Modalism (also called Sabellianism) said that Father, Son, and Spirit are not three persons but three modes or roles of one person — like an actor playing three parts. The Church rejected this: the persons are real and distinct, not masks.

Arianism said the Son was created — the first and greatest of God’s creatures, but not truly God. The Council of Nicaea (325 AD) rejected this and defined the Son as homoousios — “of one substance” — with the Father. The Nicene Creed, which you recite at Mass, was written specifically to exclude Arianism.

Macedonianism denied the divinity of the Holy Spirit. The Council of Constantinople (381 AD) responded by adding to the Creed: the Spirit is “the Lord, the giver of life, who proceeds from the Father and the Son, who with the Father and the Son is adored and glorified.”

Each heresy was an attempt to simplify the mystery — to make God fit neatly into human categories. Each one was rejected because the simplification distorted the truth. The Trinity is not simple. But it is true.

Why It Matters

The Trinity is not a mathematical puzzle. It is a revelation about the nature of love.

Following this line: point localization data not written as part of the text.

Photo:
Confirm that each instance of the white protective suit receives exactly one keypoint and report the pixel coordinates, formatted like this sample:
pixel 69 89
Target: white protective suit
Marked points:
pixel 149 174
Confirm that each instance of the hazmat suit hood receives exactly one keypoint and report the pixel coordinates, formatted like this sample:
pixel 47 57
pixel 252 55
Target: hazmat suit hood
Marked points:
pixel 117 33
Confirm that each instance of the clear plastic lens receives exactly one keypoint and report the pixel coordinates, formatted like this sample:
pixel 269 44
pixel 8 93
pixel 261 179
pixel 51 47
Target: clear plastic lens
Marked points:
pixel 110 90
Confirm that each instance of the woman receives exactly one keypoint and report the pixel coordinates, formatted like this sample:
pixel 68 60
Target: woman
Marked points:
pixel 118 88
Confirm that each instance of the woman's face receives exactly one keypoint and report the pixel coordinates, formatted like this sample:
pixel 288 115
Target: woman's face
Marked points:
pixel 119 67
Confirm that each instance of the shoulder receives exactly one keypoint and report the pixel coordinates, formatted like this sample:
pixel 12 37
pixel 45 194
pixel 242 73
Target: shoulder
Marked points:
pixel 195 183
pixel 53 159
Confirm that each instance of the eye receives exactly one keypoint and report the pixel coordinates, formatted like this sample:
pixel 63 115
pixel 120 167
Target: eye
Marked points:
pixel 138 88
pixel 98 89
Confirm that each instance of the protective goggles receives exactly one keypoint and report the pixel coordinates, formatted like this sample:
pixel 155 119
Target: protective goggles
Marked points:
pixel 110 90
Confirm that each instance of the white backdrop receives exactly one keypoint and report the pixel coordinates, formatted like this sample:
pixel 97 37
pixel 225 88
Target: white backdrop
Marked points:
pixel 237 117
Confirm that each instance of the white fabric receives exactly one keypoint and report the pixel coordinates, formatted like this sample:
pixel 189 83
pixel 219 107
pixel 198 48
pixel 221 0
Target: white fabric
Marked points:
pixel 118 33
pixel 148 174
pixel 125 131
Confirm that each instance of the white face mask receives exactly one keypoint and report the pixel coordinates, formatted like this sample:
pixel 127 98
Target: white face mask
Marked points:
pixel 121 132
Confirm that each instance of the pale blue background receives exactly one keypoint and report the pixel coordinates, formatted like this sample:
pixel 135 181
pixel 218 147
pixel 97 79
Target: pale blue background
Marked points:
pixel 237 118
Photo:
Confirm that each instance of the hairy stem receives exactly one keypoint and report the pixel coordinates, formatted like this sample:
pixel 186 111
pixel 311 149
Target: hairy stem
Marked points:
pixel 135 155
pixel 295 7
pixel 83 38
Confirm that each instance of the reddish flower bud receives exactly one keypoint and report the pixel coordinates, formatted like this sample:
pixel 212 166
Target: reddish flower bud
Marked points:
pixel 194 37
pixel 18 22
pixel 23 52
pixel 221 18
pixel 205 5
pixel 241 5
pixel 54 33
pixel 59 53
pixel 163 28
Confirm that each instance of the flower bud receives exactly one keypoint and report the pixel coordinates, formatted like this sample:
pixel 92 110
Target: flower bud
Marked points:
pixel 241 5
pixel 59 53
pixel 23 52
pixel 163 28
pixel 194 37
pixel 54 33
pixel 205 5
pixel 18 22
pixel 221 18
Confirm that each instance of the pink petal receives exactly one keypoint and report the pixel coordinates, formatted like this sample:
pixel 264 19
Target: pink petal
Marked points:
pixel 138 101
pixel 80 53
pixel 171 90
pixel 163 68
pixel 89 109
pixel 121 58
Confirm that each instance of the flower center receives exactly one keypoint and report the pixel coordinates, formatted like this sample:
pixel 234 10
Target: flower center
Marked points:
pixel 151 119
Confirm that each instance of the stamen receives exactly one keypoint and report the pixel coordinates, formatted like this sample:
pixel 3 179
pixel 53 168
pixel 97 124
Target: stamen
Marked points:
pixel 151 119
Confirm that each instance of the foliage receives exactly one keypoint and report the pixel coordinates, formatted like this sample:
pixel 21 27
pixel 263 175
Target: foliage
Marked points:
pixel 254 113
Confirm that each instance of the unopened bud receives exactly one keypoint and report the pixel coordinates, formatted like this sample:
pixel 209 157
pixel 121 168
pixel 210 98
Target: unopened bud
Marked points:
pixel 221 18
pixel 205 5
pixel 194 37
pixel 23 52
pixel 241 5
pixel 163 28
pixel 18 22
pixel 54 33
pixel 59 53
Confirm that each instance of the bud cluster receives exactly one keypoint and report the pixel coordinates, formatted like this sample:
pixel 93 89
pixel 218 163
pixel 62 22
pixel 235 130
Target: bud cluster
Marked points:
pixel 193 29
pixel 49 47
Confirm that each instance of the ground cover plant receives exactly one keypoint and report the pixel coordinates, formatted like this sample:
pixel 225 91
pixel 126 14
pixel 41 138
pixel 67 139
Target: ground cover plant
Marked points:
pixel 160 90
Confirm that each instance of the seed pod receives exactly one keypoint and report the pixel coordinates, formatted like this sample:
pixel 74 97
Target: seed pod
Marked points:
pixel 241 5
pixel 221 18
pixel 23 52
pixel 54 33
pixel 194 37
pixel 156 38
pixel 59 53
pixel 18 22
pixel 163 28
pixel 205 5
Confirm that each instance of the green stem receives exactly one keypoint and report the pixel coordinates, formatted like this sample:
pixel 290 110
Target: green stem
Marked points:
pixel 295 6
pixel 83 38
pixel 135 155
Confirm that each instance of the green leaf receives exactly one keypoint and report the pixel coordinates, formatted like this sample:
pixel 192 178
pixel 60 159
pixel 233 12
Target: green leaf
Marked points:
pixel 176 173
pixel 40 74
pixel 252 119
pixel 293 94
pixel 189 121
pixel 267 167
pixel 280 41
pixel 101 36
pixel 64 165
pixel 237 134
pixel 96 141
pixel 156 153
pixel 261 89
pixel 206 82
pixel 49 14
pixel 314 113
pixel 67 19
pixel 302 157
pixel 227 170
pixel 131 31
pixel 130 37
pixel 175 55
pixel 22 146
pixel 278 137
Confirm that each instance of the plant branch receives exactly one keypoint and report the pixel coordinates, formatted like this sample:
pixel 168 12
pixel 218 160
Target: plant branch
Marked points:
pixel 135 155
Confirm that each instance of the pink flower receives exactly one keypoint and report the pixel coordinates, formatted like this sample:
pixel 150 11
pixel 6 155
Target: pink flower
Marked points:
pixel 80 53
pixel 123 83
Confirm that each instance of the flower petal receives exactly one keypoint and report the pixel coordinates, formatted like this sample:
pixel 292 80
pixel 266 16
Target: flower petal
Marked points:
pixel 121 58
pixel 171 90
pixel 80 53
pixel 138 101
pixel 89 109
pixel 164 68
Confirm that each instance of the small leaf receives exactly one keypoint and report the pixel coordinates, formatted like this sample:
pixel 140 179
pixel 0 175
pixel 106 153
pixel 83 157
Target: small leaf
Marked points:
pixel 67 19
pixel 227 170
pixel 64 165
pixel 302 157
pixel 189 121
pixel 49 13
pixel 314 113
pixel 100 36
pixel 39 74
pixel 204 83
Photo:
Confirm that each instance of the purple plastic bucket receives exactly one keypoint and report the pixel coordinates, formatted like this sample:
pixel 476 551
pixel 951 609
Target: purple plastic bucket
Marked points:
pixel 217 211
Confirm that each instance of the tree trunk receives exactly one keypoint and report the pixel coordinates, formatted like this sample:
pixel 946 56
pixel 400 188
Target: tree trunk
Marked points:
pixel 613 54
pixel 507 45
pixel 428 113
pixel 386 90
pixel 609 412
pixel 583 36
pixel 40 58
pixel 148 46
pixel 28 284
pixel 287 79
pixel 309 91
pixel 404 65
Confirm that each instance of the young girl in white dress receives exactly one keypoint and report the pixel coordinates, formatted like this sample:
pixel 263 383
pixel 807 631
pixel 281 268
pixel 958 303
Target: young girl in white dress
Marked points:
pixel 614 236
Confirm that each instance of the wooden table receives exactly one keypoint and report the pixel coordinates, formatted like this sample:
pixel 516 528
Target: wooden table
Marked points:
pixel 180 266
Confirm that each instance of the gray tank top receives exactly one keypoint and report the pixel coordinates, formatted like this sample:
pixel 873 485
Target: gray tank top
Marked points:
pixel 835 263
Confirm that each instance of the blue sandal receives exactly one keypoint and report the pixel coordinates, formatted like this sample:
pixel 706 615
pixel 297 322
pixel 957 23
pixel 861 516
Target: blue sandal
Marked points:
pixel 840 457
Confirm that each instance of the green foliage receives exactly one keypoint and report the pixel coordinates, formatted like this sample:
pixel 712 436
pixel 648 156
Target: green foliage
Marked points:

If God were a solitary being — a single person, alone for all eternity — then love would not be essential to His nature. He would have needed to create in order to have someone to love. But if God is Trinity — if He is, in His very being, a communion of persons giving and receiving love — then love is not something God does. It is what God is. He did not need to create us in order to love. He loved before creation, within Himself, from all eternity.

This changes everything. It means the universe exists not because God was lonely but because His love overflowed. It means you were created not because God needed you but because He wanted to share His life with you. It means that the deepest truth about reality is not matter or energy or mathematics. It is love — the love that is God.

It also means that relationship is at the heart of reality. If God is a communion of persons, then we — made in His image — are made for communion too. The human longing for connection, for intimacy, for belonging is not a weakness or an accident. It is a reflection of the God who is, in Himself, relationship.

The Limits of Analogies

Every analogy for the Trinity fails. The egg (shell, white, yolk) suggests three parts of one thing — but the persons of the Trinity are not parts. Water (ice, liquid, steam) suggests three modes of one substance — but the persons are not modes. The sun (the star, its light, its warmth) is better — but still suggests that the Son and Spirit are products of the Father, which the Church denies.

St Augustine spent fifteen years writing De Trinitate and concluded by saying that everything he had written was inadequate. The Trinity exceeds our comprehension. But it does not exceed our knowledge. We know that God is Trinity because He told us. We cannot fully understand how — but we can believe what He has revealed, and we can let that revelation reshape how we think about God, about love, and about ourselves.

Living in the Trinity

You were baptised in the name of the Trinity. You make the Sign of the Cross — Father, Son, Spirit — dozens of times a day. The Mass begins and ends with the Trinity. The Gloria is a hymn to the Trinity. The Creed is a profession of faith in the Trinity.

You live within the Trinity more than you realise. Every prayer you offer reaches the Father, through the Son, in the Holy Spirit. Every grace you receive flows from the Father, through the Son, in the Holy Spirit. The entire Christian life is a participation in the inner life of God — the eternal exchange of love between three persons who are one God.

The Trinity is not a puzzle to be solved. It is a mystery to be entered — and you have already been invited in.